Une telle atteinte ne pourra être qualifiée de licite que si elle est justifiée, hors le

consentement de la victime, par un intérêt public ou privé prépondérant. En matière de

presse, on distinguera selon que se trouve en cause le mandat d’informer qui lui

incombe, selon, dit autrement, que les faits rapportés correspondent à un véritable et

légitime besoin du lectorat d’être informé ; s’il ne s’agit au contraire que de divertir et

de satisfaire curiosité et goût du scandale, une atteinte à la personnalité sera beaucoup

plus facilement admise et un intérêt public ne sera retenu que de manière

exceptionnelle.1233

Traiter sur un site internet librement accessible à tout un chacun de « racisme verbal »
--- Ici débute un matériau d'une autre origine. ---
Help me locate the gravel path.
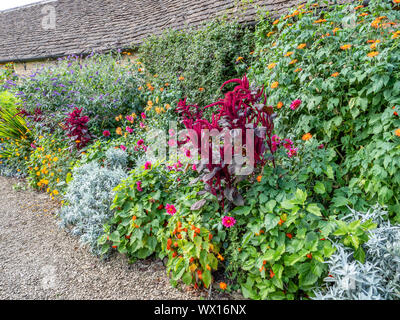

un exposé fait en public constitue une atteinte à la personnalité de celui qui l’a tenu et

cette atteinte est illicite si les propos incriminés ne justifient pas une telle

appréciation1234.

1228 Traduction libre dont nous assumons seul la responsabilité.1229 ATF 136 III 296 consid. 3.1 p. 302 ; 136 III 410 consid. 2.2.2. p. 413.1230 ATF 143 III 297 préc., consid. 6.4.2 p. 308.1231 Ibid.1232 Ibid.1233 ATF 143 III 297 consid. 6.7.3, pp.315 sv. Il s’agissait dans cette affaire d’une campagne médiatique qui avait pris une ampleur telle que la victime avait fait l’objet d’un véritable harcèlement et s’était vu priver de son droit à déterminer ce qu’elle entendait révéler de sa sphère privée. 1234 ATF 138 III 641.